The complaint alleges that the defendants failed to disclose the following adverse facts that existed at the time of the IPO: “(a) that RTR was continuing to face extraordinary business headwinds, such as transportation headwinds and labor wage rate increases, from the COVID-19 pandemic; (b) that RTR’s active subscriber enrollments had sharply decelerated from the grow trajectory represented in the Registration Statement and, as a result, the Company was several months away from approaching its pre-pandemic levels of active subscriptions; (c) that RTR needed to substantially increase marketing and advertising costs from historical figures in order to attempt to grow its active subscriber network; (d) that RTR was suffering from ballooning fulfillment and transportation costs; and (e) that, as a result of (a)-(d) above, RTR was suffering from accelerating operation losses at the time of its IPO and was far less likely to achieve profitability in the near term, if ever, than represented.”

 

The complaint alleges that the defendants violated Sections 11 and 15 of the Securities Act of 1933. The complaint seeks to recover damages on behalf of the plaintiff class.

 

Discussion

As I mentioned at the outset, the case illustrates the ways in which it has become increasingly difficult to classify cases as (or not as) COVID-19-related. On the one hand, the RTR complaint not only expressly mentions the challenges that the pandemic caused this company prior to and at the time of the IPO, but many of the adverse financial developments that affected the company post-IPO are clearly related to the pandemic.

 

Because of these considerations, I have no hesitation classifying this case as COVID-19-related. On the other hand, there are a lot of other factors at work here. The increase in marketing costs, for example, is not as clearly COVID-related. However, the increase in fulfillment costs and labor costs arguably are at least in part due to the pandemic. While reasonable minds could disagree, I think this case qualifies as COVID-19-related.

 

By my count, this case is the 60th COVID-19-related securities class action lawsuit to be filed since March 2020, and the 17th to be filed so far this year. It is interesting that even now, well into the pandemic’s third year, the COVID-19-related securities suits continue to be filed. As I have noted before, just as the pandemic has lingered on long beyond what any of us anticipated at the outset, so too has the inflow of pandemic related securities suits.

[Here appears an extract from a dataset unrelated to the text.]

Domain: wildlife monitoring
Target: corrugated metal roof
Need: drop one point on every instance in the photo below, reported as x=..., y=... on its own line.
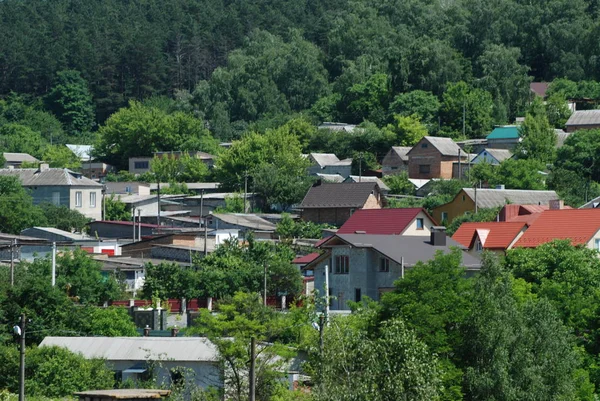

Just as it seems the coronavirus will be with us for the foreseeable future, so too does it seem that the related securities suits will continue to be filed as well.

 

The COVID-19-related securities suits that have been filed generally have fallen into one of three categories. First, there are the cases against companies that experienced COVID-19 outbreaks in their facilities (cruise ship lines, private prison systems). Second, there are the companies that allegedly claimed that they would profit from the pandemic (such as diagnostic testing companies and vaccine developers). Third, there were the companies whose operations or finances were disrupted by the pandemic (hospital systems, real estate developers. More recently, a fourth category has developed, involving companies whose fortunes soared at the outset of the outbreak, but whose fortunes lagged as the stay-at-home orders were lifted (think Peloton).

 

This case is the unusual case that falls into the third category. At least according to the complaint’s allegations, the pandemic disrupted both the company’s operations and its finances. Not only did pandemic disruptions interrupt demand for its products, but the pandemic disrupted the company’s fulfillment and labor costs. Interestingly, at least according to the complaint, these effects continued to trouble the company well into 2022. Many other companies may continue to be experiencing these challenges.

 

It remains to be seen how this case, which has only just been filed, will fare. In any event, this case does suggest that we will continue to see pandemic-related securities suit filings for some time to come.